EmitenNews.com - Terpilih menjadi ketua Mahkamah Konstitusi, Suhartoyo berkomitmen memperbaiki marwah MK sebagai penjaga konstitusi. Ia menggantikan Anwar Usman yang dicopot   oleh Majelis Kehormatan Mahkamah Konstitusi (MKMK), yang dipimpin oleh mantan ketua MK Jimly Asshiddiqie, Selasa (7/9/2023).
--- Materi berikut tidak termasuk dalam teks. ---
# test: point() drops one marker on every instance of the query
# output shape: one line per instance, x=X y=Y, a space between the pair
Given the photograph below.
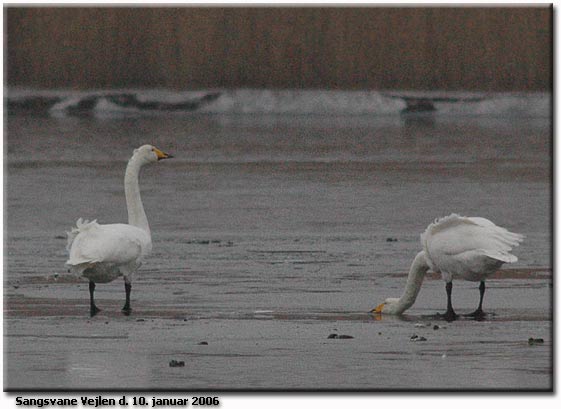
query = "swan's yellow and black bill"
x=378 y=309
x=162 y=155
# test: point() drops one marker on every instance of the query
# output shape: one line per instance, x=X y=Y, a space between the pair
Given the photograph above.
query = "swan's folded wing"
x=457 y=236
x=111 y=243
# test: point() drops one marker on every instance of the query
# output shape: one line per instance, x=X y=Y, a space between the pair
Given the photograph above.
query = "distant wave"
x=291 y=102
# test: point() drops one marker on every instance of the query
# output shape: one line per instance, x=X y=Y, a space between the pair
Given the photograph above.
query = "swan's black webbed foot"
x=93 y=310
x=448 y=316
x=477 y=315
x=127 y=307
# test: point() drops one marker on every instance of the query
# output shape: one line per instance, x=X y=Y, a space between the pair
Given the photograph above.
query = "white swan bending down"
x=471 y=248
x=103 y=252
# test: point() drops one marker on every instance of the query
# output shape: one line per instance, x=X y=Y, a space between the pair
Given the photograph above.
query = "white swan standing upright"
x=103 y=252
x=471 y=248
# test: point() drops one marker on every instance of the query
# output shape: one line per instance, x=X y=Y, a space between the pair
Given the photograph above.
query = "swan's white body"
x=470 y=248
x=103 y=252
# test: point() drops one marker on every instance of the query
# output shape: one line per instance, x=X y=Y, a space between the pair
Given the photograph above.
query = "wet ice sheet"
x=290 y=348
x=269 y=235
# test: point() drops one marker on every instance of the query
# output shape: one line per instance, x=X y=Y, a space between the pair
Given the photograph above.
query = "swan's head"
x=389 y=306
x=149 y=154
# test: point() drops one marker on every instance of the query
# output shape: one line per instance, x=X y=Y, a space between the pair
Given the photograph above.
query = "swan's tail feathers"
x=81 y=226
x=504 y=257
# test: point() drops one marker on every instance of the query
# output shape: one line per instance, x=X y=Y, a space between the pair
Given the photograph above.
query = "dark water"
x=277 y=218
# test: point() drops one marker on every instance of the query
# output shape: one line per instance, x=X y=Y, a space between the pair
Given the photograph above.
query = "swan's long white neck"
x=137 y=217
x=417 y=272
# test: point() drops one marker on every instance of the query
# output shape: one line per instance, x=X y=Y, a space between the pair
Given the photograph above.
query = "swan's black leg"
x=93 y=309
x=127 y=308
x=449 y=315
x=478 y=313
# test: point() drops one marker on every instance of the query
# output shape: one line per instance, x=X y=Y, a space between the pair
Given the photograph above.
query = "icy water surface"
x=271 y=233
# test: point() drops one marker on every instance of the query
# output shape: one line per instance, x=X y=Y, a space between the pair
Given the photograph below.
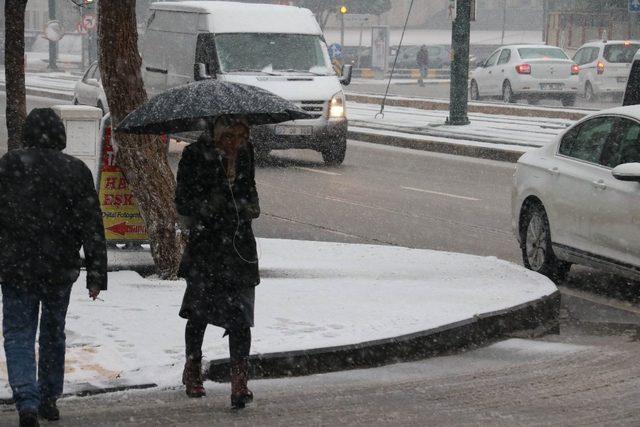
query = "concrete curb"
x=530 y=319
x=425 y=144
x=433 y=104
x=43 y=93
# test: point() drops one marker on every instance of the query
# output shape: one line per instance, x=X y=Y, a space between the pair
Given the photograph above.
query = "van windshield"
x=272 y=53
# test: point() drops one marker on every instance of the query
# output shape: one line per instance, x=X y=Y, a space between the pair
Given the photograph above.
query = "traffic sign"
x=356 y=18
x=88 y=21
x=335 y=50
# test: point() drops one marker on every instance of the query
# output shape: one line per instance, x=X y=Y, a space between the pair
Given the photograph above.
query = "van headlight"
x=337 y=106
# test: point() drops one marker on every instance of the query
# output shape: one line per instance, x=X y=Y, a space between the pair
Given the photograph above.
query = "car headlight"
x=337 y=107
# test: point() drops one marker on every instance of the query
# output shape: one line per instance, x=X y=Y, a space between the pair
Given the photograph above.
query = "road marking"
x=437 y=193
x=318 y=171
x=608 y=302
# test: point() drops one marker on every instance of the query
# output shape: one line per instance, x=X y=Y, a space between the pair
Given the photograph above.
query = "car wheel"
x=334 y=154
x=474 y=93
x=589 y=95
x=568 y=101
x=537 y=252
x=507 y=93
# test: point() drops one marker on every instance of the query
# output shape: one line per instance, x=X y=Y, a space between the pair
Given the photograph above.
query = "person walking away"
x=216 y=197
x=49 y=209
x=422 y=58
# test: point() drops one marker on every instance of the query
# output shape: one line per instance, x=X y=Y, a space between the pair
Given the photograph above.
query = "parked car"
x=89 y=90
x=632 y=91
x=439 y=56
x=533 y=72
x=277 y=48
x=604 y=67
x=577 y=200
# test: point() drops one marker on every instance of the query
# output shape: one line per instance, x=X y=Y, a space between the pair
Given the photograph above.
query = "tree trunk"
x=142 y=158
x=14 y=70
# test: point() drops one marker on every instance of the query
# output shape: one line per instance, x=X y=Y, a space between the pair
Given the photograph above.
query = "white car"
x=604 y=67
x=526 y=71
x=89 y=90
x=577 y=200
x=632 y=91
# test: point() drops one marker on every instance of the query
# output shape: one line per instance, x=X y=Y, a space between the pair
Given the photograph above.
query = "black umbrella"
x=186 y=108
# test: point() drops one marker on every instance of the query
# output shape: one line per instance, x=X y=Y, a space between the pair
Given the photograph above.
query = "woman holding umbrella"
x=216 y=192
x=216 y=195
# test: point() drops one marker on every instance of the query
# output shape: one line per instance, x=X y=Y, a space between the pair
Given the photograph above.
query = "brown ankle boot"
x=240 y=393
x=192 y=378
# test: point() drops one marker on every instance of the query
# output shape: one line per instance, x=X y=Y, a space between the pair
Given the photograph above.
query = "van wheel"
x=334 y=154
x=537 y=252
x=507 y=93
x=474 y=93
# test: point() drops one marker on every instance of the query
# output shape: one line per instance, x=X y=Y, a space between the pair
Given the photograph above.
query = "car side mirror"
x=200 y=72
x=627 y=172
x=347 y=71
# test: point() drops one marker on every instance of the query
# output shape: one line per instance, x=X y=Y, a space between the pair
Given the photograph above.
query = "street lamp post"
x=343 y=11
x=459 y=93
x=53 y=46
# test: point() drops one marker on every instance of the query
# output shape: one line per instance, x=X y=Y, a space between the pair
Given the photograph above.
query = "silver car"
x=577 y=200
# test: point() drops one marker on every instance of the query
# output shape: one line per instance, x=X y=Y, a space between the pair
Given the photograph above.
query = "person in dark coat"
x=216 y=196
x=49 y=209
x=422 y=59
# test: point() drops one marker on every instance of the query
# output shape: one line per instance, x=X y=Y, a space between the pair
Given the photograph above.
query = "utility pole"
x=504 y=19
x=53 y=46
x=343 y=11
x=459 y=93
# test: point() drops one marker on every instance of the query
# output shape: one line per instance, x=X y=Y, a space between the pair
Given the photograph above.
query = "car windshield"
x=271 y=53
x=541 y=53
x=620 y=53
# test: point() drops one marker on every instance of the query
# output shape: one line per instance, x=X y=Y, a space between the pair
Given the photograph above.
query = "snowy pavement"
x=499 y=132
x=313 y=295
x=518 y=133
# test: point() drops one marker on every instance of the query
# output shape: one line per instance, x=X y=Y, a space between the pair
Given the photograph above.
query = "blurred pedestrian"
x=49 y=209
x=422 y=59
x=217 y=198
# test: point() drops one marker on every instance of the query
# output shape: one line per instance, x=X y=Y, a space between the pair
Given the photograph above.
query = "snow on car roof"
x=630 y=111
x=232 y=17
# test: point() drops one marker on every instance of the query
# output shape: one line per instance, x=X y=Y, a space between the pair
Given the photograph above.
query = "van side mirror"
x=627 y=172
x=200 y=72
x=347 y=71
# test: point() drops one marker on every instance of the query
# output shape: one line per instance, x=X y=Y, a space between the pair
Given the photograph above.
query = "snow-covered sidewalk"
x=313 y=295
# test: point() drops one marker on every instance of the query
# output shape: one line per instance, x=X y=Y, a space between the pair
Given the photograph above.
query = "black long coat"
x=220 y=262
x=49 y=209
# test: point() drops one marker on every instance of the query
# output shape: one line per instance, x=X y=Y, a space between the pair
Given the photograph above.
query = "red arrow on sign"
x=123 y=228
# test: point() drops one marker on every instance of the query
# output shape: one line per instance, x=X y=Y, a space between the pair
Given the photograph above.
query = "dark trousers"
x=239 y=341
x=20 y=309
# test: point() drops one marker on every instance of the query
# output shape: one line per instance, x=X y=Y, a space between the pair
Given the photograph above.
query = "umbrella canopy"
x=186 y=108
Hakim konstitusi Saldi Isra tetap menjadi wakil ketua MK.

 

"Semangat kami berdua itu tetep sama, bahwa yang sekiranya di Mahkamah Konstitusi itu dipandang ada yang tidak baik tentunya itu akan kami perbaiki bersama," ucap Suhartoyo usai pengumuman hasil RPH, di Mahkamah Konstitusi, Jakarta Pusat, Kamis (9/11/2023).

 

Untuk itu, Suhartoyo membuka diri akan masukan maupun kritik dari masyarakat. Dia mempersilakan masyarakat untuk mengkritik jika dirasa ada yang tidak baik.

 

"Kalau memang kami ke depan tidak baik, ya tidak apa-apa kami dikritik berdua. Sehingga kami berdua bisa setiap saat evaluasi. Jadi jangan dibiarkan," imbuhnya.

 

Suhartoyo berbicara perihal dipilihnya dirinya sebagai Ketua MK. Dia mengatakan hal itu karena panggilan dan permintaan para hakim MK.